Portaria proíbe venda e uso de Lipostabil, o remédio que derrete as gordurinhas e virou febre de verão nos tratamentos estéticos.




Por um tempo, foi o milagre do verão. Em troca de dez sessões de injeções (doídas, é verdade) ao longo de dois ou três meses, o pneu, a barriga e o culote indesejados sucumbiam sob a ação do Lipostabil, um medicamento à base de fosfatidilcolina, substância derivada da soja que tem a capacidade de "derreter" gorduras. Ocorre que o milagroso Lipostabil, produzido pelo laboratório Aventis Pharma na Itália e na Alemanha, apresentava dois probleminhas. Primeiro, foi testado e aprovado unicamente para o tratamento de doenças coronárias causadas pelo acúmulo de gordura nas artérias; seu uso estético é inovação ainda sem embasamento científico rigoroso. Segundo, a Aventis jamais pediu a aprovação do registro do Lipostabil no Ministério da Saúde do Brasil, o que faz dele, em última instância, um medicamento sem licença para ser comercializado ou consumido no país, seja para o fim que for. Diante da sofreguidão com que o remédio passou a ser importado ou reconstituído em farmácias de manipulação nos últimos meses, para atender à procura dos vorazes consumidores, o Lipostabil acabou atropelado pelo próprio sucesso. No último dia 9, a Agência Nacional de Vigilância Sanitária (Anvisa) publicou portaria que proíbe a importação, a distribuição, o comércio e o uso, para fins estéticos, de todo medicamento injetável, comercial ou manipulado, que contenha fosfatidilcolina. Quem não obedecer será notificado, podendo receber multa de até 1,5 milhão de reais e ter o estabelecimento fechado.

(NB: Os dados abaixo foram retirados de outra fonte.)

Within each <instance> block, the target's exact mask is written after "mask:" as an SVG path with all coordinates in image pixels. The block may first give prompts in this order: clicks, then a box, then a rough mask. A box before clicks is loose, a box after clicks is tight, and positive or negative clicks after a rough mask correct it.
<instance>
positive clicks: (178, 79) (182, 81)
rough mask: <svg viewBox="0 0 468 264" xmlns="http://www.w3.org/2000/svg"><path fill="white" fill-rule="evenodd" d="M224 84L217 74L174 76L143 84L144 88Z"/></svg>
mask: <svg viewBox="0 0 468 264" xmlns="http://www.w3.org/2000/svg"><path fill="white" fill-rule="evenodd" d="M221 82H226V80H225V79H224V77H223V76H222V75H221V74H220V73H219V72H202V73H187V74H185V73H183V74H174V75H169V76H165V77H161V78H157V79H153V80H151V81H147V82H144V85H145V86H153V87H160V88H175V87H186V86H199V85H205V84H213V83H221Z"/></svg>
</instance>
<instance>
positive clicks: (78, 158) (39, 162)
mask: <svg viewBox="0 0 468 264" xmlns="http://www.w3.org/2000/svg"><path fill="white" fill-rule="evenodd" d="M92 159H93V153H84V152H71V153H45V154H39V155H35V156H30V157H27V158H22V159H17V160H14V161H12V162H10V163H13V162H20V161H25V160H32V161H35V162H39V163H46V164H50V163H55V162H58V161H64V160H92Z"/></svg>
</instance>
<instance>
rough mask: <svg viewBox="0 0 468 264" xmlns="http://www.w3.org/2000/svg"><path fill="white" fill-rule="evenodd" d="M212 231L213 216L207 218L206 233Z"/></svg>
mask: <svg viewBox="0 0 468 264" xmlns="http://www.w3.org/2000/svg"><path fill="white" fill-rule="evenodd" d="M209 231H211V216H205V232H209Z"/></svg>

Médicos e usuários da chamada "lipo light" se indignaram. "Estão fazendo com o Lipostabil o mesmo que com o Botox, que só foi liberado para eliminar rugas no ano passado, dez anos depois de começar a ser usado para esse fim", fulmina a dermatologista paulista Patrícia Rittes, uma das maiores especialistas na utilização de Lipostabil no país, com mais de 2.000 pacientes submetidos ao procedimento. "Realmente existe um uso indiscriminado do produto, e sou favorável ao controle. Mas proibição, não", acrescenta Patrícia, que diz empregar Lipostabil para fins estéticos desde 1995, sem nunca ter registrado nenhuma complicação. Mesmo assim, Patrícia, como a maioria dos colegas, decidiu parar com as aplicações – notícia particularmente dolorida para quem já passou por quatro, cinco sessões de agulhadas e sofrimento. A argumentação da Anvisa para publicar a resolução é ancorada no fato de que não existem pesquisas detalhadas sobre os efeitos da fosfatidilcolina no combate à gordura localizada. Se não há estudos, não há como garantir a inexistência de efeitos deletérios – embora tampouco se possa comprovar o contrário. "A resolução surgiu de uma preocupação com os possíveis riscos do uso desse medicamento para fins estéticos. Não sabemos, por exemplo, qual o efeito do tratamento a longo prazo", diz Cláudio Maierovitch Pessanha Henriques, diretor da Anvisa. O próprio laboratório Aventis faz questão de se distanciar da "lipo light", alertando, em um comunicado, para "os riscos decorrentes do uso inadequado do medicamento".

No que depender dos pacientes loucos por exterminar gordurinhas, os resultados compensam possíveis riscos. Tanto que, mesmo alertados pelo comunicado da Aventis e por advertências das autoridades médicas que precederam a proibição, muitos continuaram, animados, a rotina de aplicações. "Não podia usar blusinhas justas ou transparentes porque a dobrinha nas costas aparecia. Com o tratamento, perdi 4 centímetros e posso usar o que quiser", comemorava na semana passada a recepcionista Simone Molico, 31 anos, nove aplicações de fosfatidilcolina na clínica da dermatologista Ligia Kogos, de São Paulo. Foi também lá que o empresário Praid Picarelli, 41 anos, sete aplicações, deixou 8 centímetros de cintura. Doer, doeu, principalmente depois das primeiras aplicações, que lhe renderam hematomas. Mas, mesmo sem ter terminado o tratamento, ele acha que valeu a pena. "Por mais que fizesse exercício aeróbico, não conseguia eliminar os pneuzinhos. Pensei em fazer lipoaspiração, mas achei muito agressivo. Com o Lipostabil, pude diminuir um furo de todos os meus cintos", conta. Para Ligia, o maior problema decorrente da proibição do Lipostabil deve ser a disseminação descontrolada das aplicações em academias de ginástica e salões de cabeleireiro. "Alguns já fazem o tratamento. Como não são fiscalizados, a oferta deve aumentar", avisa ela.